Radcliff’s smile faded as spectacularly as he did, dwindling to a wisp of fog; and now Laurence discovered himself in a small clearing where the King’s body was laid out upon a makeshift bier of bracken and dry leaves. Pembroke stood over the bier, like an old vulture in his sombre cloak, leaning on a cane. Nearby were his guards with Prince Charles, who was kneeling, white-faced, wrists and ankles tied, a rope around his neck.
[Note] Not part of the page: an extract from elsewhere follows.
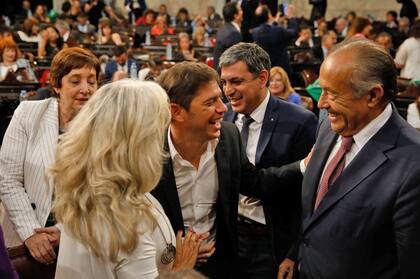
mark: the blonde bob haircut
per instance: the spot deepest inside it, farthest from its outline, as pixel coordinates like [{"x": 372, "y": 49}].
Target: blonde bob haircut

Pembroke turned a bleak stare on Laurence, and shook his head in reproof. “I had planned that he would reign under my authority, after his father
’s tragic accident. Alas, he watched the kill. That was your mistake, Mr. Beaumont. You ought to have kept him by your side.”
Trembling, Laurence drew his pistol from the holster of his saddle. “You’ll never get away with the murder of two kings.” He fired. The shot ricocheted off Pembroke’s cloak, as if he were wearing steel. Laurence gaped in terror as the speeding ball changed course, and plunged into the Prince’s breast.
Laurence jolted awake and tasted blood in his mouth. Exploring with his tongue, he identified the source: he had bitten into the tender flesh inside his lower lip. Dawn was breaking, and he could hear the Oxford bells chime seven.
Isabella slept on next to him, one shapely arm flung over the counterpane, her peaceful expression a contrast to his unquiet mind. He longed to rouse her and tell her about the nightmare and what had inspired it: how through the initial year of this civil war he had helped thwart a conspiracy to kill the King. It frustrated him that the criminal designs of Pembroke and Radcliff had to remain a strictly guarded secret: in Radcliff’s case, to protect his widow; and in Pembroke’s, because the King had chosen not to expose his former friend as a traitor. Yet what troubled Laurence far more was that in the domain of politics and intrigue he could not be open with the woman he loved. Isabella was still close to the man who had once been her guardian, the new Secretary of State, Lord George Digby, whom Laurence trusted no further than he could spit.